Filistinlilerin esaretini meşrulaştıran dil

Her baskın, her gözaltı, acımasız toprak gaspı mekanizmasının küçük ama vazgeçilmez bir adımıdır.

Jwan Zreiq’in Middle East Monitor’de yayınlanan yazısı, Haksöz Haber için tercüme edilmiştir.


Cevap, şiddet ve esaretin nasıl çerçevelendiğine dair küresel önyargılarla derinden iç içe geçmiştir. Görünüşte benzer iki terimi ele alalım: “rehine” ve “mahkûm”. Rehine, masumiyetin ihlal edildiği, haksız yere alınan bir hayat imajını çağrıştırır. Mahkûm ise süreç, yasallık, hatta belki de suçluluk anlamına gelir. Sonuçta, mahkûm terimi bize esir tutulan kişi hakkında değil, onu hapseden sistem hakkında daha fazla bilgi verir. Peki, sistemin kendisi baskı ve ırk ayrımcılığına dayalıysa ne olur?
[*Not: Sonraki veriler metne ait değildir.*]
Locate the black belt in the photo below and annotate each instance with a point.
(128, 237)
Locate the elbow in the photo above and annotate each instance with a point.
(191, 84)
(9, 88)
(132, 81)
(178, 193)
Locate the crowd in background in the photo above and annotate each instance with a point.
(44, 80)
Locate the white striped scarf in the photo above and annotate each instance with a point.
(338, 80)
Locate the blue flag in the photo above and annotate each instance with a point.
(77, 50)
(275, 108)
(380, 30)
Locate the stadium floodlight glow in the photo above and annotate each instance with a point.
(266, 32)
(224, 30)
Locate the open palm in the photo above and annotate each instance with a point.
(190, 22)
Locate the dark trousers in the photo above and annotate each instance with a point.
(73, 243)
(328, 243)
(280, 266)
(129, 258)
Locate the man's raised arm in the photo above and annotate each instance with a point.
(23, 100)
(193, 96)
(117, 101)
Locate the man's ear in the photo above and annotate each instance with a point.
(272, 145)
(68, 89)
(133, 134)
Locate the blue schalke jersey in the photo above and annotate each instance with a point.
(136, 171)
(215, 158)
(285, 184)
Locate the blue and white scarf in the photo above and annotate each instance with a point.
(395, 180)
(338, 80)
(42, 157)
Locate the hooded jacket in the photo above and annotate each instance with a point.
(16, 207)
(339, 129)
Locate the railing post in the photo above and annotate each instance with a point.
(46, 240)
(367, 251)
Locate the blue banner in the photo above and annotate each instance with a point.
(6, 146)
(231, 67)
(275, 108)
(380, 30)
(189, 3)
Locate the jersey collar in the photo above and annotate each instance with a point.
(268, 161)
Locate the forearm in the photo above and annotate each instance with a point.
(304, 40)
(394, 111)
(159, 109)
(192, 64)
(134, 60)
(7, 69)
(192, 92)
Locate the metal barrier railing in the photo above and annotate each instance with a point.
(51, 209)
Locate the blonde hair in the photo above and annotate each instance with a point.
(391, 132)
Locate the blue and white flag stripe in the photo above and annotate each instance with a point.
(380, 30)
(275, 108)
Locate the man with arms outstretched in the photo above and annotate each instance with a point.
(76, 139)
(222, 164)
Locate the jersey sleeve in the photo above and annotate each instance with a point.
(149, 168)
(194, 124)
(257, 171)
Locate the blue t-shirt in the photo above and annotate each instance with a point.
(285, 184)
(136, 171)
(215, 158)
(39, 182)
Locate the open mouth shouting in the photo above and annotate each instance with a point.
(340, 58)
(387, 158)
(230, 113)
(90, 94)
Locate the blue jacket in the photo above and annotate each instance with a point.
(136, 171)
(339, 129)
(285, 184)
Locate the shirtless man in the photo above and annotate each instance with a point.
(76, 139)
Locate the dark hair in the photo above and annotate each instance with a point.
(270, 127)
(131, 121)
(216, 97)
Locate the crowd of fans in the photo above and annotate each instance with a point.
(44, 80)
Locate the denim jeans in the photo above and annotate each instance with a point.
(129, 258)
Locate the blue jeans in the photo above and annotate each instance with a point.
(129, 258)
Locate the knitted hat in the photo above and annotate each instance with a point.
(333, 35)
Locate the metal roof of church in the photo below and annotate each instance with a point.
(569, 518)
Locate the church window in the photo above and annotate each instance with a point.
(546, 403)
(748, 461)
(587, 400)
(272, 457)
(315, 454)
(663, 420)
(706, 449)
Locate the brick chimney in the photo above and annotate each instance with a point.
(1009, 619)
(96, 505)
Bu terimleri, onları kullanan iktidar yapılarını sorgulamadan körü körüne benimsemeli miyiz?

Bunun cevabı, şiddet ve esaretin nasıl çerçevelendirildiğine dair küresel önyargılarda yatmaktadır. Örneğin, Ekim 2023'ten sonra tankından esir alınan Matan Angrest gibi İsrailli askerleri düşünün. The New York Times gibi uluslararası medya kuruluşları, Matan gibi olayları sürekli olarak “tankından kaçırıldı” şeklinde tanımlamaktadır. Bu ifade, askerin savaşçı statüsünü kasıtlı olarak göz ardı ederken, kişisel savunmasızlığını vurgulamaktadır. Bu çerçeveleme, odak noktasını değiştirerek, daha geniş siyasi ve askeri bağlamdan ziyade kişisel acıların anlatımına yönelmektedir. Bu askerler serbest bırakıldıklarında, genellikle siviller ve aile üyeleri olarak topluma yeniden entegre edilirler ve Edan Alexander gibi bazıları İsrail Savunma Kuvvetleri'nde (IDF) hizmetine devam etme niyetini açıklar. Bu açıklamalar ve medyanın onların dönüşünü kutlaması, onların insanlık algısını şekillendirir ve IDF savaş esirlerini Filistinlilere karşı baskı ve apartheid sisteminin aktif katılımcıları olarak değil, şiddetin kurbanları olarak gösterir.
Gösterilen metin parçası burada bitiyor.